Escape
Was, wenn -« Es gab einfach zu viele dieser Fragen.
Ich beugte meinen Kopf vor, meine Haare fielen wie ein Vorhang um mich. »Nichts fühlt sich mehr echt an.«
Sam machte sich klein, damit er trotzdem noch mein Gesicht sehen konnte. »Ich vertraue dir. Hast du das verstanden?«
»Ja.« Der Druck auf meiner Brust ließ ein wenig nach. »Danke. Und das sage ich nicht nur so.«
»Wir müssen irgendwie herausfinden, was ich der Sektion gestohlen habe. Vielleicht finden wir so ja auch deine Antworten.« Er verschwand im Bad und kam kurze Zeit später oberkörperfrei wieder heraus. Mein Blick blieb erst an dem R auf seiner Brust hängen, dann an den wohlgeformten Muskelplatten seines Bauchs.
»Kannst du dir die Tätowierung noch einmal ansehen?«, fragte er. Es kostete mich Mühe, meinen Blick von ihm zu lösen, um in seine Augen zu sehen. »Vielleicht findest du ja etwas, was wir bisher übersehen haben.«
»Klar.« Er setzte sich mit dem Rücken zu mir auf die Bettkante und wartete. Ich kletterte von meiner Seite über das Bett zu ihm und rutschte an ihn heran. Ich fing bei den Blättern an, zählte, wie viele sich an den einzelnen Ästen befanden, überprüfte die Blattadern, suchte, ob sich irgendwo eine Symbolik verbarg.
Weil ich nichts fand, nahm ich mir als Nächstes die Rinde vor und betrachtete ihre feinen Linien. Ein Strich am dritten Baum von links kam mir komisch vor. Ich unterdrückte ein Gähnen. Ich war müde und konnte nicht mehr ganz klar sehen. Was immer sich da versteckte, war nicht sofort ersichtlich.
Ich sah es mir genauer an, irgendwas stimmte da wirklich nicht ganz.
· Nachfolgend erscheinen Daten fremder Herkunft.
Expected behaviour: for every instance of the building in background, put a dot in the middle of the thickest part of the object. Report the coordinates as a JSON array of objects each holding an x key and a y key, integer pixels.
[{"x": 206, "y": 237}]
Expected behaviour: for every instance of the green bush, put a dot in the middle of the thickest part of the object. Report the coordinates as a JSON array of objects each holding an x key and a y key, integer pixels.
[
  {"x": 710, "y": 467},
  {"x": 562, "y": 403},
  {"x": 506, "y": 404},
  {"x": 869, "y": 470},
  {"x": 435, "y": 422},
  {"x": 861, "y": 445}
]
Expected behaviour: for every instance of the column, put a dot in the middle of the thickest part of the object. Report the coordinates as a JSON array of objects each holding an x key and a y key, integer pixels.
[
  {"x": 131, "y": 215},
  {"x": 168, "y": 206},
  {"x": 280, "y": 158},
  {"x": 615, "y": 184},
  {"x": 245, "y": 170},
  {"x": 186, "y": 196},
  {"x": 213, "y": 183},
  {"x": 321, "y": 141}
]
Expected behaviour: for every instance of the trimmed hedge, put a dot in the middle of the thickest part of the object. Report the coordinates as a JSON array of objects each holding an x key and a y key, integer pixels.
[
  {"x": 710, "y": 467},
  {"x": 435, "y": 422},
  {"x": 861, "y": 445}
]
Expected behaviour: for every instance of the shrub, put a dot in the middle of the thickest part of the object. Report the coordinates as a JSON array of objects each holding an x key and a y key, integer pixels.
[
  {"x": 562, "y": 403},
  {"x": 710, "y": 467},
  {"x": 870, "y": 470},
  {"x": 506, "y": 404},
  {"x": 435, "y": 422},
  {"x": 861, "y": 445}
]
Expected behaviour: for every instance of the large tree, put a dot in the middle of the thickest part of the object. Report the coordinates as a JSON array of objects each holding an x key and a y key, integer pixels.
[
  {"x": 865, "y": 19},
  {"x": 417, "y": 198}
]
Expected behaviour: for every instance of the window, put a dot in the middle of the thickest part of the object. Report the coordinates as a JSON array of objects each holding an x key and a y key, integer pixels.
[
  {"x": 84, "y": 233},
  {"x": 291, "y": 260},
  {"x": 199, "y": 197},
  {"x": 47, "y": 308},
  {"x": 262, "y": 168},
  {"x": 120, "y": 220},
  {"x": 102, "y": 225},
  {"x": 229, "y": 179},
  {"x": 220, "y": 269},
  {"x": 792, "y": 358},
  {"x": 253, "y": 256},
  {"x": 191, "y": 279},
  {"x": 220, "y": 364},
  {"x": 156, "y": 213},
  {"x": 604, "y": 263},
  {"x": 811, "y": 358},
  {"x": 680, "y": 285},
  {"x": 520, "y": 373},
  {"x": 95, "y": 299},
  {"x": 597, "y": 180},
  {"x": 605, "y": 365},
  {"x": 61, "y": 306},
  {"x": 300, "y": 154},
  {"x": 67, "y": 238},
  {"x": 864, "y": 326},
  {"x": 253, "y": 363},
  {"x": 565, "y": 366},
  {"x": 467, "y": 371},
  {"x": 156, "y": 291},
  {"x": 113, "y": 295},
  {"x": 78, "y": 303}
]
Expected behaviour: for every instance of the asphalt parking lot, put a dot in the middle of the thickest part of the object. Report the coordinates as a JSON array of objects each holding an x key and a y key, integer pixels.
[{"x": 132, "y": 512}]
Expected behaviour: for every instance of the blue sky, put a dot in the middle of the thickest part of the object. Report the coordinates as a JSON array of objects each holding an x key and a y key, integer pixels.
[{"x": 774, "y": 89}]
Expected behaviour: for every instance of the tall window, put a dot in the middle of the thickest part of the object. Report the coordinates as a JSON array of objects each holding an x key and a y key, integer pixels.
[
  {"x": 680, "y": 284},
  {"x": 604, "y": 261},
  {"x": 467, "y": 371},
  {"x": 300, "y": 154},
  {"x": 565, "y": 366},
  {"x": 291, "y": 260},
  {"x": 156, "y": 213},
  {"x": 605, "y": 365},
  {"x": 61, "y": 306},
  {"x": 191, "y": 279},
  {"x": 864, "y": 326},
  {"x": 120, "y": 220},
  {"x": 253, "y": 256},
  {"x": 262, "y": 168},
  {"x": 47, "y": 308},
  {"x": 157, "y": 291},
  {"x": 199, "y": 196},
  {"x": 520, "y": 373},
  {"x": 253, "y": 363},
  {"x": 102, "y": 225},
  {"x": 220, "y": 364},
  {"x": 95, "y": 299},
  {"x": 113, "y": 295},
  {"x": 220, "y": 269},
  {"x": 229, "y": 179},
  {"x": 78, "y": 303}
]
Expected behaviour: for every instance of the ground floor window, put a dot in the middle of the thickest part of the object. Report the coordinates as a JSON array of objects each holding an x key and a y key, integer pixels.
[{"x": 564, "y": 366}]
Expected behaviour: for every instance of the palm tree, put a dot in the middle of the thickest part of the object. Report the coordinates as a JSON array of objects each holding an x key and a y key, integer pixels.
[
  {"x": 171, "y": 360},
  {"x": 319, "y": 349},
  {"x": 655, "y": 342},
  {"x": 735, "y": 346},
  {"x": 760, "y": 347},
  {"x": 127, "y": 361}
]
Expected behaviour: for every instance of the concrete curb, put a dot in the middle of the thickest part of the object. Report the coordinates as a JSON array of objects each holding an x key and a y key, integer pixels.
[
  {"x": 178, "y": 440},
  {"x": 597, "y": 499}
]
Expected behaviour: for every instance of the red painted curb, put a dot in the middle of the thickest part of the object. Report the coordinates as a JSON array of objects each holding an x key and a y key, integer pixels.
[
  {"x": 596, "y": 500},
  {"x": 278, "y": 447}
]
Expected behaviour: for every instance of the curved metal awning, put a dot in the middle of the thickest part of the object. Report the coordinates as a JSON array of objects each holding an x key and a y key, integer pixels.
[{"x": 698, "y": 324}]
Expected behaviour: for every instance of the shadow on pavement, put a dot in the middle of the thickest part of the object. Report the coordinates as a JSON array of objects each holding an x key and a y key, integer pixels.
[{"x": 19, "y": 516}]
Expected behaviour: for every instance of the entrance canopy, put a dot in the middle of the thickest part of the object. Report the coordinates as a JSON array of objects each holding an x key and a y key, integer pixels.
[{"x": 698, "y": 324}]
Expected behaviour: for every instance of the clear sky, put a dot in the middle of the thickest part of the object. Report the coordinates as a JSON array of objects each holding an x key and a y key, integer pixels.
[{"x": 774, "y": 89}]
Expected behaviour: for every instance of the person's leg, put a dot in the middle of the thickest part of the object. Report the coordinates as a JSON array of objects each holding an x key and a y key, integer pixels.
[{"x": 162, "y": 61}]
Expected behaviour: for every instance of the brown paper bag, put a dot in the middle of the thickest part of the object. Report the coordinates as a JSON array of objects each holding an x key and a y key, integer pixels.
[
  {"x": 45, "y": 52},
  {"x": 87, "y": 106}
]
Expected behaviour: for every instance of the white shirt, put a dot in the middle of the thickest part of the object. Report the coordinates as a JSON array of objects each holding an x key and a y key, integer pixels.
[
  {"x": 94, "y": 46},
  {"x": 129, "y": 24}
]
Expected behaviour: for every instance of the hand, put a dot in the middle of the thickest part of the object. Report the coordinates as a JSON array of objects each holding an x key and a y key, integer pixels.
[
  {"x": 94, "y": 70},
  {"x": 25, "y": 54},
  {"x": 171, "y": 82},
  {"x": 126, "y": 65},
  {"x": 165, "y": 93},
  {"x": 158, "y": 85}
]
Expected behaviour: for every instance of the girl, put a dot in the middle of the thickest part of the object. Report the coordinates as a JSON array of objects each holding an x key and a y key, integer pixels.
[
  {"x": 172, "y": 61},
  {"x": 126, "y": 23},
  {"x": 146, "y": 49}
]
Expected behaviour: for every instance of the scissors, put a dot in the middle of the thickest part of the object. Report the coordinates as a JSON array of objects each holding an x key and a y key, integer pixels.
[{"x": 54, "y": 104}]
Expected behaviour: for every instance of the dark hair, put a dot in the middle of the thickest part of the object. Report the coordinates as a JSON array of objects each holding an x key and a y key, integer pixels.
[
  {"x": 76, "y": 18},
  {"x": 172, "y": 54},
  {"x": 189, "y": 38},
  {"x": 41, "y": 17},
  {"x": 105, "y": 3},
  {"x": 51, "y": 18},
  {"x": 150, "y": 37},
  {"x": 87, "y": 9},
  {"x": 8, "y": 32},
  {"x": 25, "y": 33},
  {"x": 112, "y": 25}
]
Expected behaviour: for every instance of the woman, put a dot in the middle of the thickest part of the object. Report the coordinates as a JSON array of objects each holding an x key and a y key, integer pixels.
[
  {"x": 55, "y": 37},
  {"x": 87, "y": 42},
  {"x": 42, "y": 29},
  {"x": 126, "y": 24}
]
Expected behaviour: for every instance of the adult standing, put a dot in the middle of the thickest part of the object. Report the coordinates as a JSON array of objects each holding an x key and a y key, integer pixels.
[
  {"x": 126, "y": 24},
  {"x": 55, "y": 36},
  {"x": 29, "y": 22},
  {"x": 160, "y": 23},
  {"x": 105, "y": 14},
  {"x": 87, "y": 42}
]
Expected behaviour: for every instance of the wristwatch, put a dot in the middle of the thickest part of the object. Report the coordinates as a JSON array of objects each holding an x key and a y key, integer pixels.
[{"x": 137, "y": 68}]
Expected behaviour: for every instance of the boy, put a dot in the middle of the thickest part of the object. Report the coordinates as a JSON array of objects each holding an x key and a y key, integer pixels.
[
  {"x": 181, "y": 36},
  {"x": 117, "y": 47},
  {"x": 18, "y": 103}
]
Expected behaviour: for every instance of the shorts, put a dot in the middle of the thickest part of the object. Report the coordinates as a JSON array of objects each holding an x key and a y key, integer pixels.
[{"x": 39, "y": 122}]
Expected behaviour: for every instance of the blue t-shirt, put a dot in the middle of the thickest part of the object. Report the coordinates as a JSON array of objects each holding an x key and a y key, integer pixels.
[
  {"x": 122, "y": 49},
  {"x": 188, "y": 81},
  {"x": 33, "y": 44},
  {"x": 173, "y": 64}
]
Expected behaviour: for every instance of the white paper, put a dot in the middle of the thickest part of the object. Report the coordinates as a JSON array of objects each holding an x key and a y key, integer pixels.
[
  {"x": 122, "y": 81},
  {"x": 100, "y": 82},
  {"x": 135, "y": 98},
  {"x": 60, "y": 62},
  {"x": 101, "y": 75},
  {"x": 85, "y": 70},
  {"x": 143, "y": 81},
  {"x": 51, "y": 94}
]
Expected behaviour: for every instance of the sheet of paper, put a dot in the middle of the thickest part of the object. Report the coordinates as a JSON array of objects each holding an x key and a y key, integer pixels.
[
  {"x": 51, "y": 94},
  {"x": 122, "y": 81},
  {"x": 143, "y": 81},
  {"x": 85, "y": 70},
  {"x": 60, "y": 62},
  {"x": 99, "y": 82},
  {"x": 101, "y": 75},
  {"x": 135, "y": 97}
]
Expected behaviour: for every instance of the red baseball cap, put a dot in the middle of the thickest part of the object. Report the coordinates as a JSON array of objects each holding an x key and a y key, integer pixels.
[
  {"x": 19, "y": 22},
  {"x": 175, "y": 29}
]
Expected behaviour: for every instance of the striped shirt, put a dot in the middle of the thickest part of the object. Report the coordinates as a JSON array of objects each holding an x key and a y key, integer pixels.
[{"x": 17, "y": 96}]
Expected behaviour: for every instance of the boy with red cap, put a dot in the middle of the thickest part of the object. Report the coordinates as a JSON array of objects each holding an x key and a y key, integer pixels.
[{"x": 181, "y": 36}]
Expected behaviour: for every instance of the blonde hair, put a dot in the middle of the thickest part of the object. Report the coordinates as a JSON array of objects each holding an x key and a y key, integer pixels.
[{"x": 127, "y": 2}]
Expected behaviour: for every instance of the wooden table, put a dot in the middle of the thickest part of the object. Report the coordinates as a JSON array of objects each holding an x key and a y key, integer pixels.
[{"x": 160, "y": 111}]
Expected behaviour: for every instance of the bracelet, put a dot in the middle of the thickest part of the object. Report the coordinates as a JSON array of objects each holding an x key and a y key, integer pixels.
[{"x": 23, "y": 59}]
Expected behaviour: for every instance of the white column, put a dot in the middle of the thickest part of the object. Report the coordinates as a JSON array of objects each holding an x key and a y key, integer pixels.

Mit dem Finger fuhr ich über Sams Haut. Er fühlte sich warm an, wärmer, als sich jemand ohne Kleidung in diesem kalten Hotelzimmer anfühlen sollte.
»Hast du was gefunden?«, fragte er.
»Vielleicht.«
Er stand auf und wühlte in der Nachttischschublade herum. Dort fand er einen Notizblock mit dem Logo des Motels und einen Stift, beide gab er mir. »Kannst du es abzeichnen?«
Ich nickte und schon setzte er sich wieder vor mich. Da meine Beine wehtaten, weil ich zu lange gekniet hatte, setzte ich mich um. Ein Bein winkelte ich an, das andere streckte ich aus, sodass es parallel zu dem von Sam lag. Ihm so nah zu sein, ließ mein Herz schneller schlagen. Ich fragte mich, ob es ihm ähnlich ging.
Bei der Erinnerung an unseren Kuss fingen meine Lippen an zu kitzeln. Ich biss mir auf die Unterlippe, vielleicht ließen sich ja so diese Gedanken aus meinem Kopf vertreiben.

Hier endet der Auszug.